Cuando no se ve la luz al final del túnel
Yoandri Licor Palmero, débil visual, nos cuenta sus decepciones y su
lucha por sobrevivir junto a su esposa y dos niños pequeños
viernes, enero 22, 2016 | Ernesto Aquino

LA HABANA, Cuba.- Detrás de la propaganda televisiva y radial
desarrollada por el gobierno cubano a favor de los invidentes y débiles
visuales, se oculta el drama de una vida marcada por el abandono y la
desesperanza.

Yoandry Licor Palmero, o Andy como le conocen, es un joven invidente de
35 años y miembro de la ANCI (Asociación Nacional de Ciegos). Nos cuenta
sus decepciones y su lucha por sobrevivir junto a su esposa y dos niños
pequeños.

“En el año 1998 me integré a la ANCI como asociado realizando diversas
tareas; y aunque yo padezco de Retinosis Pigmentaria, que es una
enfermedad degenerativa progresiva de la estructura de la retina, por
ese año mi limitación visual no era tan profunda y podía desempeñarme
con más independencia, por lo que mi trabajo era de mucha utilidad para
ayudar a otros compañeros más necesitados”.

“En el año 2001 –continúa Yoandry-, gracias al desempeño de mi trabajo,
fui elegido para formar parte del secretariado en el área de Deporte y
Recreación. Y aunque para ese año mi ceguera había avanzado un poco más,
mi labor continuaba siendo competente, porque yo asumía mi
responsabilidad con la certeza de que podía ser útil”.

Sin embargo, el joven invidente vio sus sueños y su generosidad
pisoteados por los “intereses mezquinos y la corrupción de los
funcionarios a cargo de los recursos destinados a nuestro desarrollo. La
manipulación malsana del presupuesto para nuestras actividades
recreativas y educativas y la falta de incentivos materiales y
espirituales hicieron que en el año 2004 abandonara la asociación”.

Yanella Núñez Gómez, esposa de Yoandry, nos comenta sobre las
dificultades laborales y económicas que ha tenido que enfrentar su
esposo, como consecuencia de su condición médica.

“Para mi esposo, así como para la mayoría de los ciegos y débiles
visuales, la vida laboral es muy difícil.

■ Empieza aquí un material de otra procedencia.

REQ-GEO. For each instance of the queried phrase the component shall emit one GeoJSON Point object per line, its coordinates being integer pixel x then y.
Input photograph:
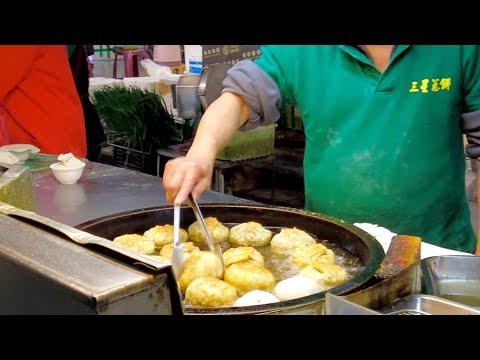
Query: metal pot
{"type": "Point", "coordinates": [211, 83]}
{"type": "Point", "coordinates": [355, 240]}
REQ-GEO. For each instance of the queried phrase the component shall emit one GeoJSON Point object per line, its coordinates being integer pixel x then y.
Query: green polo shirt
{"type": "Point", "coordinates": [384, 148]}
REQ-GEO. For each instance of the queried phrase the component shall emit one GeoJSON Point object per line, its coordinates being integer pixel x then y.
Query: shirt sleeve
{"type": "Point", "coordinates": [471, 81]}
{"type": "Point", "coordinates": [17, 62]}
{"type": "Point", "coordinates": [471, 105]}
{"type": "Point", "coordinates": [257, 89]}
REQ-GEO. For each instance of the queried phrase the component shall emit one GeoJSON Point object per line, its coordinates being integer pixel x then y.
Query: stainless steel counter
{"type": "Point", "coordinates": [104, 190]}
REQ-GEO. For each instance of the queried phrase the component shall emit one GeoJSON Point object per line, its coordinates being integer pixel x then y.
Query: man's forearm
{"type": "Point", "coordinates": [219, 123]}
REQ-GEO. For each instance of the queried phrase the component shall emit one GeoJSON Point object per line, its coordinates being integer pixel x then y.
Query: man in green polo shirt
{"type": "Point", "coordinates": [383, 127]}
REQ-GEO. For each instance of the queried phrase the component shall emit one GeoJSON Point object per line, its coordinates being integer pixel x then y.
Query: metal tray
{"type": "Point", "coordinates": [453, 277]}
{"type": "Point", "coordinates": [427, 305]}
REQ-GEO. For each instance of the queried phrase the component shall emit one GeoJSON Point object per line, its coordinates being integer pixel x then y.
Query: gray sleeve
{"type": "Point", "coordinates": [471, 128]}
{"type": "Point", "coordinates": [257, 89]}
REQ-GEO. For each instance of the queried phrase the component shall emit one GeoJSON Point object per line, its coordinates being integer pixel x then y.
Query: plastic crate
{"type": "Point", "coordinates": [249, 144]}
{"type": "Point", "coordinates": [144, 161]}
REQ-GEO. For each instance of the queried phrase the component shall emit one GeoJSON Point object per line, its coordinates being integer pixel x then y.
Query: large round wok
{"type": "Point", "coordinates": [355, 240]}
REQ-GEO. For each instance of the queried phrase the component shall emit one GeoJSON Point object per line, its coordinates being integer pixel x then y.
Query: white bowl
{"type": "Point", "coordinates": [67, 176]}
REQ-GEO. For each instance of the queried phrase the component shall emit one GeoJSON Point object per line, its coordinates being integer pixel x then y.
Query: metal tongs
{"type": "Point", "coordinates": [177, 257]}
{"type": "Point", "coordinates": [214, 247]}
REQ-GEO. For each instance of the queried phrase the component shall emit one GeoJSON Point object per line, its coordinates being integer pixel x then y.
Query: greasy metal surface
{"type": "Point", "coordinates": [428, 304]}
{"type": "Point", "coordinates": [338, 305]}
{"type": "Point", "coordinates": [105, 190]}
{"type": "Point", "coordinates": [379, 293]}
{"type": "Point", "coordinates": [350, 237]}
{"type": "Point", "coordinates": [16, 187]}
{"type": "Point", "coordinates": [81, 275]}
{"type": "Point", "coordinates": [82, 237]}
{"type": "Point", "coordinates": [455, 277]}
{"type": "Point", "coordinates": [438, 268]}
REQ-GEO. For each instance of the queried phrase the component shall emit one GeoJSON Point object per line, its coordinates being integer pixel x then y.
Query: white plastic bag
{"type": "Point", "coordinates": [160, 73]}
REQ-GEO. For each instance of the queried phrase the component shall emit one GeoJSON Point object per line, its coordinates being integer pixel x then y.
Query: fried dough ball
{"type": "Point", "coordinates": [200, 264]}
{"type": "Point", "coordinates": [250, 234]}
{"type": "Point", "coordinates": [243, 254]}
{"type": "Point", "coordinates": [188, 249]}
{"type": "Point", "coordinates": [163, 235]}
{"type": "Point", "coordinates": [210, 292]}
{"type": "Point", "coordinates": [288, 239]}
{"type": "Point", "coordinates": [136, 243]}
{"type": "Point", "coordinates": [296, 287]}
{"type": "Point", "coordinates": [248, 277]}
{"type": "Point", "coordinates": [325, 274]}
{"type": "Point", "coordinates": [161, 258]}
{"type": "Point", "coordinates": [256, 297]}
{"type": "Point", "coordinates": [305, 254]}
{"type": "Point", "coordinates": [218, 231]}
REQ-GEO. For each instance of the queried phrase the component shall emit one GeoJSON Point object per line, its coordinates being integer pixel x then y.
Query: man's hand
{"type": "Point", "coordinates": [187, 174]}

Luego que Yoandry se
desempeñara en diversas labores, con mucho sacrificio y fuerza de
voluntad, en el año 2011, mientras trabajaba en un Círculo Infantil,
tuvo que acogerse al retiro por peritaje médico, porque por su condición
ya no resultaba idóneo”.

Sobre esa “amarga experiencia” recuerda Licor Palmero: “Me retiraron con
una pensión mensual de 242 pesos, unos 12 dólares aproximadamente, y esa
pensión se redujo a 115 pesos mensuales, unos 5 dólares, porque tengo
que pagar el crédito de 2 refrigeradores, el mío y el de mi esposa, y el
descuento es de 147 pesos, unos 7 dólares”.

La esposa de Yoandry nos explica que el descuento del refrigerador pasó
a la chequera de su esposo. “Yo tuve que abandonar mi trabajo para
cuidar de él y mis dos hijos pequeños”.

“Por eso -nos dice Yoandry-, mi esposa y yo decidimos comenzar a vender
dulces por nuestra cuenta para tratar de aliviar la pensión miserable
con la que tenemos que vivir, porque imagínate lo que podemos hacer con
115 pesos al mes (5 dólares)”.

Licor Palmero y su esposa se ven obligados a realizar su venta de dulces
en la calle acompañados con su pequeño hijo de 3 años, mientras dejan en
la casa, al cuidado de algunos vecinos, a su hija de 8 años.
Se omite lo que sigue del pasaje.